Let’s be blunt: football is a results-driven business. Players are signed to deliver outcomes, not promise them. You can admire a player’s potential all you like, but when the level steps up you need consistency. That’s the bottom line.


Ceilings and consistent output

Every squad has prospects who look the part at a certain level and others who simply keep producing. It’s not personal — it’s practical. Players can be promoted through good coaching and hope, but some hit a ceiling. When the tempo rises, the space tightens and the opposition is sharper, not everyone adapts.

To be clear, this isn’t a dig at any one lad. I’ve criticised big names in the past and I’ll do it again if performance levels drop. Supporters aren’t being cruel; we just want the team to win. Results are the measure we all accept, whether we like it or not.


Experience isn’t an excuse

People will talk about players needing time to settle — and sometimes that’s fair. But many professionals move country to country, switching leagues without months to adjust. I’ve even got a sports science degree, so I’m not buying blanket excuses. Preparation matters, sure, but when the scoreboard doesn’t lie, you can’t keep hiding behind adaptation.

There’s a reality to selection: if someone can’t do the job reliably at the higher level, you have to accept that and move on. Tough decisions are part of being a club aiming for trophies, not participation medals.

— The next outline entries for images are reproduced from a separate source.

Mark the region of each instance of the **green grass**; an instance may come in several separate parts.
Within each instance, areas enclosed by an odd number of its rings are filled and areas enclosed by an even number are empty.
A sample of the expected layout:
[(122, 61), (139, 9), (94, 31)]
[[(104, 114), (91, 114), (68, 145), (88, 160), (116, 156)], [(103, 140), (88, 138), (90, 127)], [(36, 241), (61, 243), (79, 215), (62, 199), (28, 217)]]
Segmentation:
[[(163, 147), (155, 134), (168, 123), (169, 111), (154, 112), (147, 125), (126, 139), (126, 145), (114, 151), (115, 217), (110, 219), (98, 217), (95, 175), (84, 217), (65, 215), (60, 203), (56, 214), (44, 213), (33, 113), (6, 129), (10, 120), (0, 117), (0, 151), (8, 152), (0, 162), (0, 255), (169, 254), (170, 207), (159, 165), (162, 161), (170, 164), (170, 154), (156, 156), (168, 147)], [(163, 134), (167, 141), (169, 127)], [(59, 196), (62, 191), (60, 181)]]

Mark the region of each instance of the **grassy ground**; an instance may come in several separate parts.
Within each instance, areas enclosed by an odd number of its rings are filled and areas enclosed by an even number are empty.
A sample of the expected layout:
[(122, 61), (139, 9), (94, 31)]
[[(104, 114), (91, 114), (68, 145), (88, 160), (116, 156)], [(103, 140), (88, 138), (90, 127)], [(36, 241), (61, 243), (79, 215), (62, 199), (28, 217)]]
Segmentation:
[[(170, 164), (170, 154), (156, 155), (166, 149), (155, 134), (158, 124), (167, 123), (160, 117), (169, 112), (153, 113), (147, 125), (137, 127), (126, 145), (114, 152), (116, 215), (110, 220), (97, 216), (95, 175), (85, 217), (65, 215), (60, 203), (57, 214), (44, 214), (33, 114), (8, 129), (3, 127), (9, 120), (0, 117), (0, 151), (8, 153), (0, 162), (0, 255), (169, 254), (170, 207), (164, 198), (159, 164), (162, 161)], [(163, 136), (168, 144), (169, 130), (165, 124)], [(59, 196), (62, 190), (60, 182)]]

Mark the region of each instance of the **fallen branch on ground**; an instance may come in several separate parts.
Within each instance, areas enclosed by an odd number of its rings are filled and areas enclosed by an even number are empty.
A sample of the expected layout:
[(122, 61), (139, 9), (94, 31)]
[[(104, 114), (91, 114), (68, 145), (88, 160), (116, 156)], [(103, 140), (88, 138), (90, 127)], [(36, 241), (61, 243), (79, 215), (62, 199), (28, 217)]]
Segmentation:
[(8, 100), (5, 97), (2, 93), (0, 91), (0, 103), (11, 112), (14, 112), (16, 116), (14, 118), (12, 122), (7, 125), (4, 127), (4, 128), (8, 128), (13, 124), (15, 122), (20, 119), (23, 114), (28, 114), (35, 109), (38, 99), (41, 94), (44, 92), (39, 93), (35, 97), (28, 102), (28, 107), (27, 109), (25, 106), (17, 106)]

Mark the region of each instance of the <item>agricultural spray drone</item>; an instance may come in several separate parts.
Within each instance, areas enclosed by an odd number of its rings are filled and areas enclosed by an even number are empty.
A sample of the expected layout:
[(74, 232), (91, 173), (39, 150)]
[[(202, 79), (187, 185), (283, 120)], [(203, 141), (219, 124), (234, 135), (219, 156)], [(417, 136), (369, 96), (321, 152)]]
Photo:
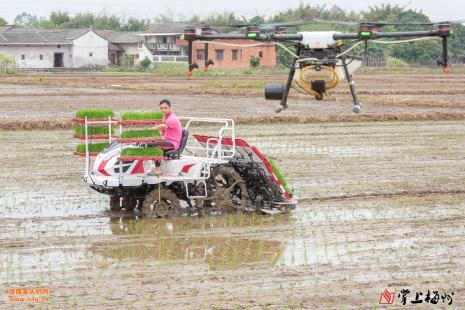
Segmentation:
[[(213, 61), (208, 58), (209, 44), (223, 44), (241, 46), (240, 44), (228, 44), (214, 40), (254, 40), (261, 43), (256, 45), (274, 42), (277, 46), (283, 48), (292, 55), (292, 61), (289, 66), (289, 76), (285, 85), (268, 84), (265, 87), (265, 98), (271, 100), (280, 100), (280, 106), (276, 112), (281, 112), (288, 107), (287, 97), (292, 86), (293, 80), (299, 87), (299, 91), (308, 95), (313, 95), (317, 100), (322, 100), (326, 91), (338, 86), (339, 81), (346, 78), (352, 94), (355, 113), (362, 109), (357, 92), (355, 90), (352, 73), (361, 66), (361, 58), (349, 55), (358, 45), (365, 44), (365, 51), (369, 41), (381, 44), (407, 43), (419, 40), (428, 40), (431, 38), (442, 39), (442, 55), (437, 59), (437, 65), (448, 72), (448, 47), (447, 39), (451, 34), (451, 26), (456, 22), (440, 23), (353, 23), (339, 21), (313, 20), (312, 22), (340, 23), (346, 25), (357, 25), (358, 32), (341, 33), (337, 31), (303, 31), (298, 33), (286, 33), (286, 27), (308, 24), (309, 21), (300, 21), (294, 23), (277, 23), (262, 25), (235, 25), (245, 27), (244, 33), (217, 33), (211, 26), (203, 25), (201, 29), (196, 27), (187, 27), (184, 30), (184, 39), (188, 42), (189, 53), (189, 72), (199, 68), (198, 64), (192, 60), (192, 43), (200, 41), (205, 43), (205, 63), (204, 68), (213, 65)], [(434, 30), (425, 31), (402, 31), (402, 32), (383, 32), (383, 26), (436, 26)], [(402, 41), (380, 40), (403, 38)], [(344, 43), (348, 47), (344, 48)], [(288, 44), (288, 46), (284, 45)], [(288, 47), (293, 45), (295, 52)], [(251, 46), (251, 45), (248, 45)]]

Why assists are a dodgy benchmark

Finally, can we stop pretending assists settle the argument? Assists are tidy and headline-friendly, but they don’t measure defending, covering ground, pressing or the little interventions that stop a goal. You defend, create or score — and some roles demand more of the first two.

Football conversations are richer than raw numbers. Use context, watch the game, and judge players on what they actually contribute to winning. That’s what matters at Ibrox and anywhere that wants to be successful.